Jason Weisberger at 9:32 pm Tue, Jan 1, 2013
ADVERTISE AT BOING BOING!
“Waning gibbous moon” always sounds like something sent by Cthulhu.
gibbous: Characterized by convexity; protuberant
It’s not something you ever want to have happen to Uranus.
Where are the tips? The only “tips” I see at the link are (1) it happens early in the morning on January 3 (what hours in what time zone?) and (2) you can only see it north of 51 degrees south latitude (but isn’t that just about all the land in the world except Antarctica and the southern tip of South America?).
NASA updated the post to include the tip: Look straight up. They still don’t indicate a particular direction or a set of constellations the shower may be flying past.
Constellations are markers for what’s happening in space. For instance, the radiant for this shower is in Boötes, so the meteors will point outward from there.
But the meteors that you see aren’t in space any more, they’re the ones that have hit the atmosphere near where you are. So you don’t use constellations to find them any more than you would clouds. You look up.
This sort of principle applies to the time, too – as a rule, meteors are best a couple of hours after midnight in your local time, when your part of the earth is oriented the right way.
Thanks for your explanation. I will note though that during the Geminids orienting oneself toward the southern sky in the northern hemisphere yielded the best results. In that instance Orion was a good constellation reference point.
Here’s a link which indicates w/diagram where to look in the sky: http://meteorshowersonline.com/quadrantids.html
That shows the radiant point. That’s where the meteors trace back to, but they’re not going to be concentrated around it in the sky.
Here’s a meteor shower from the side:
/ / / / / / Meteors
Perspective means the lines look like they come from one imaginary point, but you should still look for them scattered overhead.
Edit: in fact looking toward the radiant has a negative consequence, the meteor trails will all be very short.
For practical purposes looking toward the N/NE sky between 12AM-sunrise will yield the best results in the northern hemisphere.
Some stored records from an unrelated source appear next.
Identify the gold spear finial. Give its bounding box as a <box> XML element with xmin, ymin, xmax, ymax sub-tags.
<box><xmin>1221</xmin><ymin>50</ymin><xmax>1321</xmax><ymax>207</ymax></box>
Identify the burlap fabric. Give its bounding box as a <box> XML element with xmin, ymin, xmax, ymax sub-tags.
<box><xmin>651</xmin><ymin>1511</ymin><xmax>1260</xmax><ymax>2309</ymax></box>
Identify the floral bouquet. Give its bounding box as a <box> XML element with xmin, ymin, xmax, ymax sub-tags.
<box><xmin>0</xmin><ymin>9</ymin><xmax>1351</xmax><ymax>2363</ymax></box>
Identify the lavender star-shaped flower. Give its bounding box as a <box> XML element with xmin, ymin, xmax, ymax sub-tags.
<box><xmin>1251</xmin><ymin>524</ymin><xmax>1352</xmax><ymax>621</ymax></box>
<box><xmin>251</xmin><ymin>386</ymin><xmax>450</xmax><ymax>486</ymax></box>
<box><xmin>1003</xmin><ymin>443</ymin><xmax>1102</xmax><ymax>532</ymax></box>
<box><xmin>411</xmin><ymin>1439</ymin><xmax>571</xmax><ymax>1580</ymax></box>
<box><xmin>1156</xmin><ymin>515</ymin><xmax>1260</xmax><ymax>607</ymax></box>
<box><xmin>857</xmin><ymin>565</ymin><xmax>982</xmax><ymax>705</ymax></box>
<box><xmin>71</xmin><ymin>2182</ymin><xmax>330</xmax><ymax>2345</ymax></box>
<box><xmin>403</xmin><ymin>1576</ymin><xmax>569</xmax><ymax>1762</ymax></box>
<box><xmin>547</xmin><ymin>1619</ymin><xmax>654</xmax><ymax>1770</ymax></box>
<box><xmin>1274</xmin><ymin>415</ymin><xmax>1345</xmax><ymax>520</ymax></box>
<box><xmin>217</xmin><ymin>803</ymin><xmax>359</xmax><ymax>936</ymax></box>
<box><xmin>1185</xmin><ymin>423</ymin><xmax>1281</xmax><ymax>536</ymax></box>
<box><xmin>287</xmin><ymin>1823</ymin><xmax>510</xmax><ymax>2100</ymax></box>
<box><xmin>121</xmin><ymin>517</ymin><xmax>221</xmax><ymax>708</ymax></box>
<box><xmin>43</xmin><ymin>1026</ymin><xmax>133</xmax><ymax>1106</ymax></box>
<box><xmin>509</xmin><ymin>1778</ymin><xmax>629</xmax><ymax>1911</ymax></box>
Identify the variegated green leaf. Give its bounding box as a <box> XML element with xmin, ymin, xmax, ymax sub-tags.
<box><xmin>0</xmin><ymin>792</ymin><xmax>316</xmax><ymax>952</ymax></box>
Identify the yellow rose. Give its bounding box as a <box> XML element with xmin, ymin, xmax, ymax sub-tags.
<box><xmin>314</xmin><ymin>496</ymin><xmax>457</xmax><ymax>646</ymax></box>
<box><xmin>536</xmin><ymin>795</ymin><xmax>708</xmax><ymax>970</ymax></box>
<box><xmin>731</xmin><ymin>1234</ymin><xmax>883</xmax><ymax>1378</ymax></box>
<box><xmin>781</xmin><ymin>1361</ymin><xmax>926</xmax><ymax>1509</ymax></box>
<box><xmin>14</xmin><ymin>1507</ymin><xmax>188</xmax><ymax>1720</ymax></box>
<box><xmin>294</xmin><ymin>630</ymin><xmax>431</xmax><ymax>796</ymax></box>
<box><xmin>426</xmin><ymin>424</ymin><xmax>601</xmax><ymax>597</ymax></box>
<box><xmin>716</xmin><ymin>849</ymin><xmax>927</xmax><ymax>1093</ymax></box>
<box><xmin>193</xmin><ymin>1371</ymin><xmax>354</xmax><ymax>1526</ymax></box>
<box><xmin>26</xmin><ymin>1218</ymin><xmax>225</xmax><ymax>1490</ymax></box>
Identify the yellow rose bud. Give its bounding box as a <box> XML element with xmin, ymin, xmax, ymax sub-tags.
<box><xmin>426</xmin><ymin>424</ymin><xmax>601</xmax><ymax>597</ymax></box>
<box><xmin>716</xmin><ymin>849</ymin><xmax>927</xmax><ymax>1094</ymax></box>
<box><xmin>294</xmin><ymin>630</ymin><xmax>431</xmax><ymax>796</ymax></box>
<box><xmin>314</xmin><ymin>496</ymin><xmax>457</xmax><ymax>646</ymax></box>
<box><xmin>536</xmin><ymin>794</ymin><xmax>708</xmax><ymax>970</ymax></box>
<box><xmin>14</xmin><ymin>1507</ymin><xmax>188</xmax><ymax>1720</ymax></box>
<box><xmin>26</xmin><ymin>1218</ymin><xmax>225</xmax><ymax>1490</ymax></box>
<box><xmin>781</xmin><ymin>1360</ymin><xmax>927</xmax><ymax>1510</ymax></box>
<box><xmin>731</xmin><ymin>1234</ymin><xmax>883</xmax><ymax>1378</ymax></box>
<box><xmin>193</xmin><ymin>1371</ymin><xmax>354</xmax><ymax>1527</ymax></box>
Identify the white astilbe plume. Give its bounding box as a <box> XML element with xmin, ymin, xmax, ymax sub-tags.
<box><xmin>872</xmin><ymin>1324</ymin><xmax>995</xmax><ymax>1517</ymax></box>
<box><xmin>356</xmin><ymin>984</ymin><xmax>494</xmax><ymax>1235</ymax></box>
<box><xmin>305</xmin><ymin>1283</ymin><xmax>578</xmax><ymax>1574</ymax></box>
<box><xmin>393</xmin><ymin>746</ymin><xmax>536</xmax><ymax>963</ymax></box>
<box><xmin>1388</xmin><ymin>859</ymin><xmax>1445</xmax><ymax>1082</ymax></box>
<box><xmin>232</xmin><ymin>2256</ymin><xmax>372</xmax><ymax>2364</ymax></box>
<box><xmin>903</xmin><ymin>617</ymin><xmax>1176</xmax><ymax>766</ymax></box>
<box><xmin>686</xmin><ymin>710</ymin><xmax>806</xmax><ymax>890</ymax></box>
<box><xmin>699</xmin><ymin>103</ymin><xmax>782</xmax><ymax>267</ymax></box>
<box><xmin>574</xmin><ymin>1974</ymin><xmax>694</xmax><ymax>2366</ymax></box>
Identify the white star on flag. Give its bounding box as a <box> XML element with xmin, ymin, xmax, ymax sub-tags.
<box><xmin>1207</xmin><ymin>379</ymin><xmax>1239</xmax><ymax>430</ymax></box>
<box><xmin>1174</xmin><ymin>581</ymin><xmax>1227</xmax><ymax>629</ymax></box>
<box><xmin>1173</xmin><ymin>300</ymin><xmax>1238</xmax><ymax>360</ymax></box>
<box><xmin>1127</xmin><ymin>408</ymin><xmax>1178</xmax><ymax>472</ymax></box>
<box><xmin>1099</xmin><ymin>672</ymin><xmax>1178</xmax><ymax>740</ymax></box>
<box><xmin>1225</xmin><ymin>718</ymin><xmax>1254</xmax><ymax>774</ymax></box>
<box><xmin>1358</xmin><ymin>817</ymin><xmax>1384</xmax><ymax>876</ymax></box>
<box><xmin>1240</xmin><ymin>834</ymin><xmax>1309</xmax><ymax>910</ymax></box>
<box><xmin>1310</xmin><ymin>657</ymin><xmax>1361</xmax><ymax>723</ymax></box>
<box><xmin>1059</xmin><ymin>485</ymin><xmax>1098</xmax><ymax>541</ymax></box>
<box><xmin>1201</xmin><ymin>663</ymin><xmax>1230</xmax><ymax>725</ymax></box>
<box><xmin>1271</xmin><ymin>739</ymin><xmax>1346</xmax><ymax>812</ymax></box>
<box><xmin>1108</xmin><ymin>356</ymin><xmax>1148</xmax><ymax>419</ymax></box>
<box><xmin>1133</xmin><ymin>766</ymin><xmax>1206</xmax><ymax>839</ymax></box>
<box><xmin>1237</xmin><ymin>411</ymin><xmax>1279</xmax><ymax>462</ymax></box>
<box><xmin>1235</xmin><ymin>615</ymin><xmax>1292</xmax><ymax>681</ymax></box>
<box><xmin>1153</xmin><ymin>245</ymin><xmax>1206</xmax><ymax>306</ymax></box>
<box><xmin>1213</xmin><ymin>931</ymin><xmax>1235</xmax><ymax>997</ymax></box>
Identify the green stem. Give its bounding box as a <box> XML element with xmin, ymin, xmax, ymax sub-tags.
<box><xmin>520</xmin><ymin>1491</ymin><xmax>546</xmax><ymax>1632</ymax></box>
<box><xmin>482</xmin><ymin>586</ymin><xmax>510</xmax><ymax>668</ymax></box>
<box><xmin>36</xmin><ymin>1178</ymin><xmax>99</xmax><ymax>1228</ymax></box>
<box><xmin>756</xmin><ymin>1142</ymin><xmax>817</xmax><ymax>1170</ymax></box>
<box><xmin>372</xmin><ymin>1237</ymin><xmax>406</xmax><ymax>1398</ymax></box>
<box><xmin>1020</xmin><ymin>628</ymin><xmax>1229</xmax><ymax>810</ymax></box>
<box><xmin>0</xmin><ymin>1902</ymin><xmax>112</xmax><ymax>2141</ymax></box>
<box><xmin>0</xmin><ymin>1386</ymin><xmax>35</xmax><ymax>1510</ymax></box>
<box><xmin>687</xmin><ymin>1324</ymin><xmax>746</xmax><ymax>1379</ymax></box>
That’s the finest tip I can come up with. If one looks elsewhere in the sky, one will not observe the phenomena.
I got a photo of one last year: http://www.flickr.com/photos/horsepunchkid/6637641327/in/set-72157628722367301/
It wasn’t the most amazing meteor shower, but it was a good experience. Being on a beach in the freezing cold at 2am looking up at the stars is not something I do often.